# Solved: Recording Tab Missing in Device Manager



## elkrott (Jan 11, 2003)

Home XP Service Pack 2
There is no Recording Tab when I click on my disk drives in Device Manager.
Clicking on Device Manager then my drives I get following tabs;
General, Properties, DVD, Region, Volumes, Drivers, Details
Trying to see if record is turned on for drives I keep getting \Is not accessible incorrect function when accessing drives


----------



## moper (Feb 14, 2004)

Go to 'My Computer'. Right click your DVD drive and choose 'Properties. 
What are the make and model of the drives?


moper


----------



## elkrott (Jan 11, 2003)

Lite-on Ltr-24102m
Lite-on Dvdrw Shw-1635s


----------



## moper (Feb 14, 2004)

Did you find the 'Recording' tab?

Is this related to the problem here:http://forums.techguy.org/multimedia/499636-cd-dvd-record-problem.html

moper


----------



## elkrott (Jan 11, 2003)

No recording tab.
Yes related to the above problem think It was all caused by Roxio which I uninstalled.
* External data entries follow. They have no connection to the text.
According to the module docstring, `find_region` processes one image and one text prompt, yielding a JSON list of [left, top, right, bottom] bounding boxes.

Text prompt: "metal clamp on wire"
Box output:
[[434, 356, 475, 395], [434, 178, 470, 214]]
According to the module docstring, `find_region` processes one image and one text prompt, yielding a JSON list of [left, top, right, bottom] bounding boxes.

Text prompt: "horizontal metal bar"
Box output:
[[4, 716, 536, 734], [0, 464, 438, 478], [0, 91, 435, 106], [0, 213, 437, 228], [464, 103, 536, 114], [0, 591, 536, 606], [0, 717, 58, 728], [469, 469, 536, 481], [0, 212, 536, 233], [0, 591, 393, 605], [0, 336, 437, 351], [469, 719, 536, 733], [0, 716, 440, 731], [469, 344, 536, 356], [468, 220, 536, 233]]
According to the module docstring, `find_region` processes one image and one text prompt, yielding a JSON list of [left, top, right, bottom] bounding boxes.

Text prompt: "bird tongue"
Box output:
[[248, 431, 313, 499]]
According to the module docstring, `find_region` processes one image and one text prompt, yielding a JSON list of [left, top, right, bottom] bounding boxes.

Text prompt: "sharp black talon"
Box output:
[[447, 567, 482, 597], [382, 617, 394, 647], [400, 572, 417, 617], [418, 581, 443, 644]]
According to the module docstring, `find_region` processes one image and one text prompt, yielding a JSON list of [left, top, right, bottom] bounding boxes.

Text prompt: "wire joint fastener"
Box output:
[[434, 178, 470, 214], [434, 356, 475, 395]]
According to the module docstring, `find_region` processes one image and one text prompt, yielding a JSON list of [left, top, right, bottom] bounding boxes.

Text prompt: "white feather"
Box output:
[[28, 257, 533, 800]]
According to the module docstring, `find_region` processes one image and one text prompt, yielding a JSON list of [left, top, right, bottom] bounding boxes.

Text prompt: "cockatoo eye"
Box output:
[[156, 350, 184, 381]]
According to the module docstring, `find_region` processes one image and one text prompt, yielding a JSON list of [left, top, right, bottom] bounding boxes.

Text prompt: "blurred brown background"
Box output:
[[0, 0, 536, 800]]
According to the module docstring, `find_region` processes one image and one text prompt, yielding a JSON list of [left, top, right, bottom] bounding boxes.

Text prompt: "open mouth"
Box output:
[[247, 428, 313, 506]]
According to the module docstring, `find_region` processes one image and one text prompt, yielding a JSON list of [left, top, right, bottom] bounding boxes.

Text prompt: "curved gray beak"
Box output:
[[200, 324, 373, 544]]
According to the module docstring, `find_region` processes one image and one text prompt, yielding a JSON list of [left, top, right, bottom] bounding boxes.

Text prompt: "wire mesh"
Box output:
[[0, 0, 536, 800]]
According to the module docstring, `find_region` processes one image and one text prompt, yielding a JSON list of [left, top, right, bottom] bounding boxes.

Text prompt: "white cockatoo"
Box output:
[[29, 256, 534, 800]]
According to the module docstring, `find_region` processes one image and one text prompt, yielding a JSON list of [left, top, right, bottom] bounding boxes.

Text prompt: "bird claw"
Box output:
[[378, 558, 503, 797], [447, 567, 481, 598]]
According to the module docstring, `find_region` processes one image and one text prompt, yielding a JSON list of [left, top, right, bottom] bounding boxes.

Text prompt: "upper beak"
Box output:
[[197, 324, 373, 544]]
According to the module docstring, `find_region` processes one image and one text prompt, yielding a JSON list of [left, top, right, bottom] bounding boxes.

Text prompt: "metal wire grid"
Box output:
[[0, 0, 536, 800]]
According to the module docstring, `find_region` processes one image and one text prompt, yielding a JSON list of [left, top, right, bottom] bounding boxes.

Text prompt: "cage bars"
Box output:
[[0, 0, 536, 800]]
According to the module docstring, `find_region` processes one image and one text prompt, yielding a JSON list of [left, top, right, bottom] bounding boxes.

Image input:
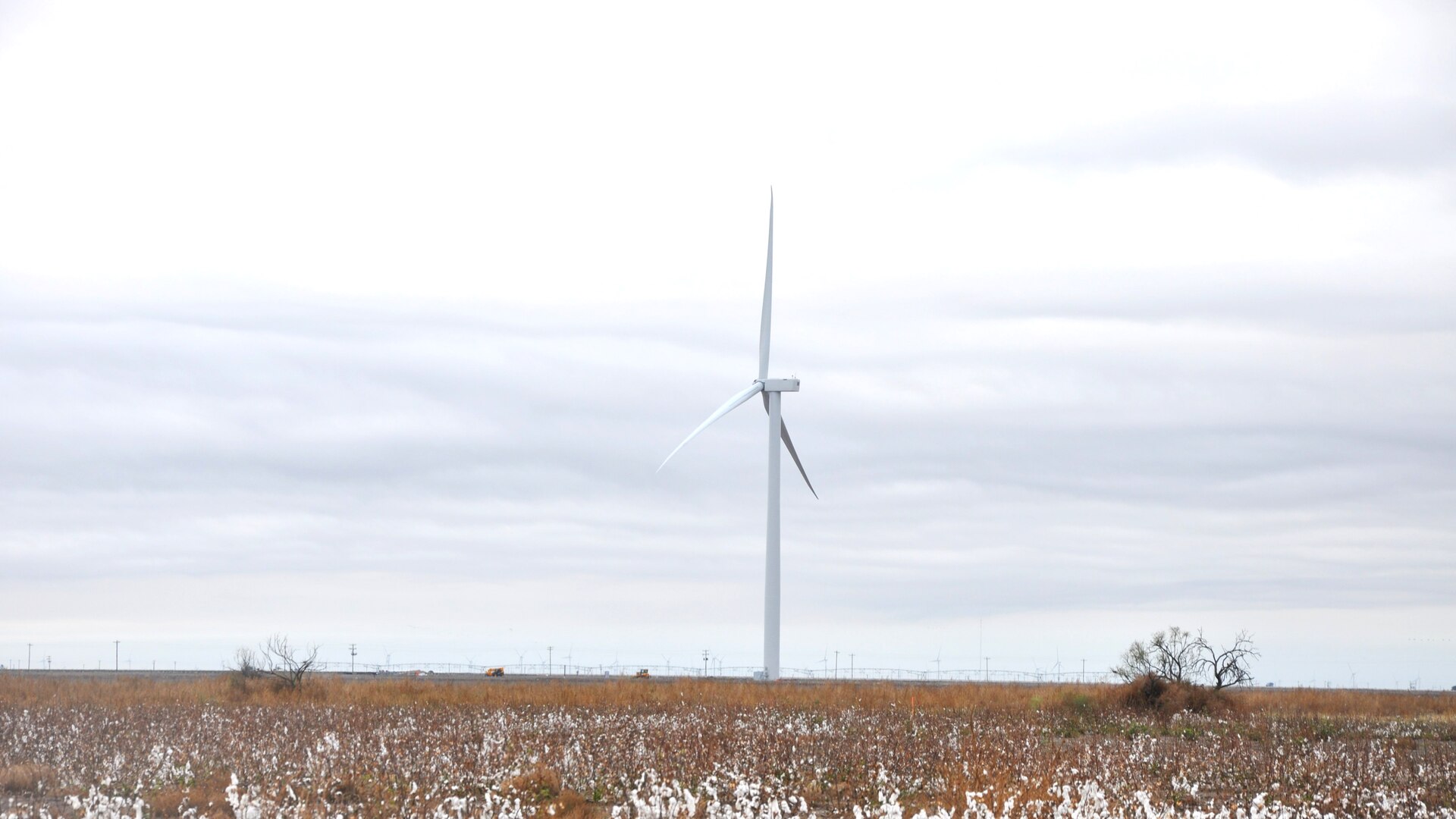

Also I can't drag and drop to my internal CD drive or my external DVD drive.


----------



## moper (Feb 14, 2004)

Continue in the other thread. You have to run the Fixcd.reg that Johnwill posted.



moper


----------



## elkrott (Jan 11, 2003)

Ran the fixcd.reg didnt help.
Looks like I'm going to have to take PC somewhere to get this problem resolved.


----------



## louiseb (Feb 15, 2008)

I have the same problem with the recording tab going missing half way through creating a disc. I have checked that IMAPI is on auto and started, then used your FIXCD.REG which appears to have corrected the problem. My question is why I keep getting this happen? I can record using other software, even though I have no recording tab but find dragging and dropping with the Windows Wizard quicker and easier when it's just a couple of things to do. Can you shed any light on why this would keep occurring?
Many thanks


----------



## louiseb (Feb 15, 2008)

Further to above, even though I have the recording tab back, in the wizard I can only write not erase. I have checked that the drive type is 2 so was wondering if you could help me find my erase again? 
Many thanks


----------